Eventually, enough was enough. He was called in to the office of the gallery director, the late Edmund Capon. Capon fired him, but at the same time gave him a rare opportunity: six months pay.
Milsom put the time the cash bought him to good use, he threw himself into his art practice. And apart from much publicised periods of incarceration, he has never stopped painting.
Last week, Milsom was announced as a finalist for both the Sulman and Archibald Prizes. He has previously won both.
However, he claims that these wins and awards always feel slightly off-target, because he is more interested in mastering the creative force behind the art, than the works themselves.
Milsom describes the process of painting as an experience closely akin to seeing an entire life flashing before ones eyes.

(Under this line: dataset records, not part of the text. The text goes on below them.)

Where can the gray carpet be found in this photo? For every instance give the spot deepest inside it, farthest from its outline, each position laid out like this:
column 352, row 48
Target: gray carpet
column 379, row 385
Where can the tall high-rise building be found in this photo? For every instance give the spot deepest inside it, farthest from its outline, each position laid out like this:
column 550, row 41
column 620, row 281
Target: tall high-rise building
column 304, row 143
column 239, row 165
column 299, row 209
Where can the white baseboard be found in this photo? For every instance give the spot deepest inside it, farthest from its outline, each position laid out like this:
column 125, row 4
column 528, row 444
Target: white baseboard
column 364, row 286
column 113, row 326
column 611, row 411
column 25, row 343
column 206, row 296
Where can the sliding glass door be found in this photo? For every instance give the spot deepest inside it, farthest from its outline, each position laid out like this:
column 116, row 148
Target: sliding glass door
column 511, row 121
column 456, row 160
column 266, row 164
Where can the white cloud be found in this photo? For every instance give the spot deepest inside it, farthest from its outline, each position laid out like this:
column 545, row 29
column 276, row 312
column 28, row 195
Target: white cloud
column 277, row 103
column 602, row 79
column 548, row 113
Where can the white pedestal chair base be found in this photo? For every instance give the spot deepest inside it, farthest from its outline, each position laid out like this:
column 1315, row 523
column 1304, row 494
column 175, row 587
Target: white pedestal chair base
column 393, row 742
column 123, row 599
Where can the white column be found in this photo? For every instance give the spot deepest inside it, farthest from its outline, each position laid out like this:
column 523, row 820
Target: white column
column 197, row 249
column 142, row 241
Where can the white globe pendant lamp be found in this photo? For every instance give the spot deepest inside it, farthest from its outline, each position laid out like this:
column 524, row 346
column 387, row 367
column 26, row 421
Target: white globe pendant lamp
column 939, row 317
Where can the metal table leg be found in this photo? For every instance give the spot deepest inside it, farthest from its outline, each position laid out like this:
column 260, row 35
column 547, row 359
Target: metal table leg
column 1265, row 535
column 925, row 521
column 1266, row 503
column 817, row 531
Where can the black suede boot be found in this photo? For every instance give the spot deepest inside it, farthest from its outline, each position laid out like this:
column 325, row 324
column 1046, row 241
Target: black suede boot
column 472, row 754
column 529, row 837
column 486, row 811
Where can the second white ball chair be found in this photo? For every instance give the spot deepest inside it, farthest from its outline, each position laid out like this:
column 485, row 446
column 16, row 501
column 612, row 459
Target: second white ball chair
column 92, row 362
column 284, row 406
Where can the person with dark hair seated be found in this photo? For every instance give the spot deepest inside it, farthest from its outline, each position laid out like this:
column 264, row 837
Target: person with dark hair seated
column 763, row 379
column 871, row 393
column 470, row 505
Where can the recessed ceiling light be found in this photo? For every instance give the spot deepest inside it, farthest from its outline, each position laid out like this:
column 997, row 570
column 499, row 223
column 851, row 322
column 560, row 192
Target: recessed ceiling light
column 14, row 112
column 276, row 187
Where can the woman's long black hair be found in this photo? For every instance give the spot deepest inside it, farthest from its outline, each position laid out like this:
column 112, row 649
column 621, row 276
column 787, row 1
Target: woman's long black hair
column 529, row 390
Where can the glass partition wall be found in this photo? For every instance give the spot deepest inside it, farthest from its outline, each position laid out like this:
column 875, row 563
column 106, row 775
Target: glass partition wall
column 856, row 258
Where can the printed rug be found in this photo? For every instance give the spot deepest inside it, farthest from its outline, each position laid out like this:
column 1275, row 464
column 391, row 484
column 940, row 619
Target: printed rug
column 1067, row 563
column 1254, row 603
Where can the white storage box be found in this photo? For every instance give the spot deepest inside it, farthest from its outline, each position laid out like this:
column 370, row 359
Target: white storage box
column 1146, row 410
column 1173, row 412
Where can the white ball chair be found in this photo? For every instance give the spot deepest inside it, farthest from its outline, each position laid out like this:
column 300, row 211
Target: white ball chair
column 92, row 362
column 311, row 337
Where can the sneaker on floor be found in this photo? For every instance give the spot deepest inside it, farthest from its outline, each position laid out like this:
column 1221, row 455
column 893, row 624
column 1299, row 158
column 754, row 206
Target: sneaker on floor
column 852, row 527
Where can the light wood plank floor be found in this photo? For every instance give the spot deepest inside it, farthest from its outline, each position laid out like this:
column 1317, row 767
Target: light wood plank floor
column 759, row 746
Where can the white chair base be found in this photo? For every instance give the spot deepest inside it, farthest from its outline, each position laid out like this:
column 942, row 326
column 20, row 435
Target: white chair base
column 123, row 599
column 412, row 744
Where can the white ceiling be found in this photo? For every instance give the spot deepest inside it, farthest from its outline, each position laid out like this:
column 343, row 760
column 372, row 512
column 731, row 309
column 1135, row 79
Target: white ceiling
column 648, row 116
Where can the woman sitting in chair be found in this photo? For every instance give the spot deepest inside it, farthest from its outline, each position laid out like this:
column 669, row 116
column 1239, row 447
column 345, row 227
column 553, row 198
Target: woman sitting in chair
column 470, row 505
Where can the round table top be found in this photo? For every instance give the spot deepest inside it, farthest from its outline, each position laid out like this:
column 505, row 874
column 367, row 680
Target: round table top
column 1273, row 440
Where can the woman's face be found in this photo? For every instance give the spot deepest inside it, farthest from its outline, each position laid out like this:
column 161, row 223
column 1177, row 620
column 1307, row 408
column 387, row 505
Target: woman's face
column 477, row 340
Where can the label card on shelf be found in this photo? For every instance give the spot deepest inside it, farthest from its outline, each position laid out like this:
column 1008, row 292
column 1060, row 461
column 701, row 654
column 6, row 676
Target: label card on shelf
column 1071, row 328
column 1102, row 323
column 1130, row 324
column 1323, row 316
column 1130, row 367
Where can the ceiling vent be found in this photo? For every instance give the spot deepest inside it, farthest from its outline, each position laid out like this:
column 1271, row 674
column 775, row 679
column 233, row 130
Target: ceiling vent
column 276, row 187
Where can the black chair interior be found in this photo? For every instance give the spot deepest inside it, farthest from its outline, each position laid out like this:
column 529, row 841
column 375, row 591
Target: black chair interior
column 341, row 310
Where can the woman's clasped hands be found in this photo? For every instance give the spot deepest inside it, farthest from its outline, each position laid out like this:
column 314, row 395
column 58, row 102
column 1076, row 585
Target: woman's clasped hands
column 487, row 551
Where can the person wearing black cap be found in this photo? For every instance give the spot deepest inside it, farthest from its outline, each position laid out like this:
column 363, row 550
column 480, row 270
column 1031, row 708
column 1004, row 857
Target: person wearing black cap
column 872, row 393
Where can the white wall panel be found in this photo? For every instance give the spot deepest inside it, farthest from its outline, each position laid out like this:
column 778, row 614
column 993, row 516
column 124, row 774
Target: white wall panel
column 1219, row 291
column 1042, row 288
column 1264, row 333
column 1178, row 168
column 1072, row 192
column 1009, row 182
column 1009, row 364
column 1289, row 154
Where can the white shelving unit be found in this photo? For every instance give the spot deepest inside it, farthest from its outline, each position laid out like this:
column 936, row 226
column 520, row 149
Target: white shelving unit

"You see your birth and you see your death, that's what happens during the painting process for me," he said.
"Every painting is like that for me, this flash of time ... I'm seeing this multitude of events taking place. I'm conscious of that, but I am also conscious of what I'm doing with the paint.
"Every time I start a painting, it's a different visual recollection. I try to utilise everything I have as a person, it's not about how the paint moves, that's a bi-product of the experience.
"There is a period when I start, it's all technical and rational, but to go through this door, that's where time collapses.
"It's so expansive and that's where the painting gets made, in that period.
"Now, through experience, I paint to experience that. It's still just as nerve racking, there is a lot of fear and it can be overwhelming, but now I can manipulate things in that and I can come out and re-enter it.
"I'm controlling it. Over time it has made my paintings more complex.
"My technical ability, that has stayed the same. It's walking through the door to the place where things are neither rational or irrational.
"Until I'm in that space, I can't paint. It's electrifying, high voltage and taxing and so exhausting, but also energises you and pulls you back into it.
"I've come to learn, that is the creative space."
The winner of the Archibald and Sulman Prizes will be announced on May 10.